To paraphrase Shakespeare, the course of trying to hide a crime, never doth run smooth, and what Noah thinks is the perfect plan, soon turns into a nightmare. As the 'clever' hiding place is discovered, and the police start to uncover clues that always seem to lead back to Meg and Noah's parents, Meg becomes increasingly desperate, while Noah begins to retreat into this world of pot and porn as he insists it will all be fine. But it seems their mother's caregiver (Billie Lourd) has figured out the dark family secret, and wants $10,000 to keep quiet.
Neither Meg nor Noah has any idea what they are doing, and make it up as they go along as they try to redirect the police, gather the bribery money, and keep Meg's husband from discovering the truth. Meg might seem the good child since she 'stayed behind'. but she also left her mother's care in someone else's hands. Noah claims to have left for a successful screenwriting career, but his mother still pays his rent. In other words, they are pretty average people who have no idea how to commit or cover up a crime, other than what they've seen in the movies.

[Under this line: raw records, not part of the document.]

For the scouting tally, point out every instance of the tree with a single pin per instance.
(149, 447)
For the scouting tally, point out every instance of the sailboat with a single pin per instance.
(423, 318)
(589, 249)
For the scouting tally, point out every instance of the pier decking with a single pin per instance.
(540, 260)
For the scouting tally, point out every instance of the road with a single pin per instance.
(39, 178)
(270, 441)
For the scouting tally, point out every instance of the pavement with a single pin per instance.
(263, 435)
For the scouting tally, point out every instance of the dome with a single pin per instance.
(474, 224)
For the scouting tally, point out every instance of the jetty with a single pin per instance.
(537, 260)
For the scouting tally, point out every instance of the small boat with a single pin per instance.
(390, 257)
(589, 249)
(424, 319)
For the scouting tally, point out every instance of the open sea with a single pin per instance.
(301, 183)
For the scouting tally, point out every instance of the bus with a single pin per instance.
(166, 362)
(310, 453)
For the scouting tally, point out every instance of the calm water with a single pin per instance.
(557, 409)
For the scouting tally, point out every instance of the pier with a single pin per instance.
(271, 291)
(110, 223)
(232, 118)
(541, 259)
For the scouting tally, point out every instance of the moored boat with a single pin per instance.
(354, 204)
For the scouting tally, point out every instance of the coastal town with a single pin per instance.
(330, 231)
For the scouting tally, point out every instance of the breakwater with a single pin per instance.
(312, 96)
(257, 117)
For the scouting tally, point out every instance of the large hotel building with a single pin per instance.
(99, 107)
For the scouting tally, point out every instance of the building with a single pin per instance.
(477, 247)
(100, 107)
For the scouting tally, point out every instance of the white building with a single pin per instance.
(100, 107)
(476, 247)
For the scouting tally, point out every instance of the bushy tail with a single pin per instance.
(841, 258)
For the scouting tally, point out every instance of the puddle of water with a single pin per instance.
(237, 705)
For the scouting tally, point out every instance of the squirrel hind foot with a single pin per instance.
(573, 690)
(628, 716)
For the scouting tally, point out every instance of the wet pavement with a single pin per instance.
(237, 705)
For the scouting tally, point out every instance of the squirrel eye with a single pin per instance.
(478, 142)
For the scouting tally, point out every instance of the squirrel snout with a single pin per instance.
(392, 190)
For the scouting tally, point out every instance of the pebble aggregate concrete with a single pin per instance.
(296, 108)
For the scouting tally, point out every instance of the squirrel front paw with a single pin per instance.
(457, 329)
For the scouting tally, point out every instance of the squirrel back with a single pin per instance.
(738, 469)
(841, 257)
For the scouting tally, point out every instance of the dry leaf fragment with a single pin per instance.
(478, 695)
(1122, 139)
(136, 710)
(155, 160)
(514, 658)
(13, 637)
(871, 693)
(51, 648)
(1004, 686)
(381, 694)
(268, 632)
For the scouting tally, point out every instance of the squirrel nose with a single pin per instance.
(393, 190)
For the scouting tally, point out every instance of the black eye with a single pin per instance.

Scodelario and Gad do a terrific job as the adult siblings; not likely close as children, but not distant. They get along well enough, but their daily lives are different enough (Meg's full of family responsibility and the stress of a diabetic child, Noah's one of the typical slacker who still wanted a success that will likely never come). The film starts out more on the comedy side of dark comedy, as Noah keeps coming up with ways to keep suspicion away from them (and failing spectacularly). But when the situation truly gets dark, a perceptible switch happens; Noah falls apart, and it's up to Meg to save her brother and her family from ruin.
Winter's direction does its best to keep the pace moving, and clearly he works well with actors, getting great performances from not only the leads, but Lourd and other supporting actors who understand when to bring the comedy and went to lean into the Coen-esque noir darkness of the absurd situation. The script perhaps isn't as polished as it could be, as some of the conversations lack the kind of creativity that might be found in this situation, though Meg's final monologue makes for a good entry into the making of a villain.
Starting from a great premise and having two actors who make their characters and the relationship work is the key to Adulthood's dark humour and how an audience, especially those of us with siblings and elderly parents, can relate to them. A little more work on the script would have helped, but with a good audience, it's an enjoyable film.